"Thank you, sir."

"And I'm proud of you," added Mr. Robert King, the winner of the monoplane endurance prize, and the man who had practically adopted Dave into the aviation field.

"I've got something to say as to the matter of pride," spoke up old
Grimshaw. "A lad who can make the run Dashaway did with the Baby
Racer, is a boy to holler about."

"If there's anything to be proud about," added Dave, "it's the right good friends I've made."

"My friends, too," put in the impetuous Hiram. "I'm getting along famously. Why, I only tipped out of the dummy airship once yesterday."

All hands were in fine high spirits. It was several days after the wild night race Dave and Hiram had made to Kewaukee. Now the entire party were on their way to the borders of the lake, where the new hydroplane made by the Interstate Aviation Company was ready for a trial trip.
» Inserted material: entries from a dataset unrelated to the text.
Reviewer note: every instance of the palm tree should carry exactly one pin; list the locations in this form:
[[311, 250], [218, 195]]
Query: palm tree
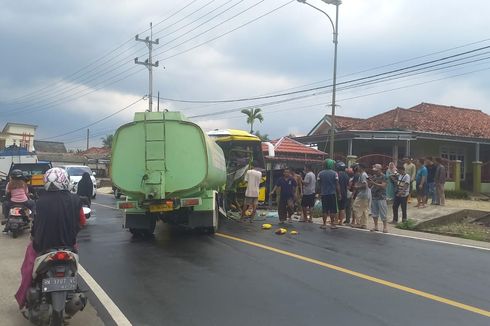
[[252, 115], [107, 141]]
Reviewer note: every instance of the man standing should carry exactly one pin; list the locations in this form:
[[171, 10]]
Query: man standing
[[299, 190], [330, 192], [420, 183], [308, 200], [343, 184], [252, 177], [361, 202], [440, 180], [401, 194], [379, 207], [411, 170], [288, 185], [431, 185]]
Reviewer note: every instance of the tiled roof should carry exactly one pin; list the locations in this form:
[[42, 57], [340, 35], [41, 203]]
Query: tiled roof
[[42, 146], [431, 118], [289, 146], [341, 123]]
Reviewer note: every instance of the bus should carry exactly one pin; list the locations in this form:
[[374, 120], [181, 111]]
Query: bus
[[241, 150]]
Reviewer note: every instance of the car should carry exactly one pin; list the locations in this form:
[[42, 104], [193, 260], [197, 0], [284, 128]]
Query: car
[[34, 174], [75, 173]]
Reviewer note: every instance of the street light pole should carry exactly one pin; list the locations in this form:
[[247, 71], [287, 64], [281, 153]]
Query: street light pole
[[335, 27]]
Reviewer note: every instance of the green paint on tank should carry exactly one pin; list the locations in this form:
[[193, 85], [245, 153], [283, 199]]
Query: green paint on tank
[[163, 155]]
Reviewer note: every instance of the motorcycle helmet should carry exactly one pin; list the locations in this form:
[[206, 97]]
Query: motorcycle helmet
[[56, 179], [17, 174], [329, 164], [340, 166]]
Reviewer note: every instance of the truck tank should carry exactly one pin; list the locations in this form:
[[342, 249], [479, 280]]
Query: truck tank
[[163, 155]]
Grimshaw knew little of hydroplanes, and the Interstate people had sent an expert demonstrator to the spot to teach their young exhibitor the ropes. Dave had been constantly under this man's tuition.

It was far more easy, he had learned, to acquire a thorough knowledge, of how to run a hydroplane than to operate a monoplane. It was simpler, and besides that his experience with an airship helped wonderfully.

Dave was winning golden opinions from his employers. The way in which he had dosed the Kewaukee contract had pleased them immensely. There was another end to the Kewaukee episode that had brought heaps of satisfaction to all of them, especially to Hiram Dobbs.

The Baby Racer had been quickly repaired at Kewaukee, and had made a speedy return trip to Columbus. Somehow the story of how the Interstate people had outwitted the plots of the Star crowd had gotten noised around the meet. Then a class journal devoted to aeronautics printed the story.

"Well," Hiram had come to Mr. King's hangar that morning to say, "the Dawson crowd are simply squelched. I met Jerry Dawson and his father. You ought to see the looks they gave me when I just grinned at them, and said 'Contract!' It was like a fellow saying 'Baa!' to sheep. Why, those fellows just sneaked away. We've beaten them at every angle, Dave, and I reckon they'll give up their meanness now, and quickly fade away."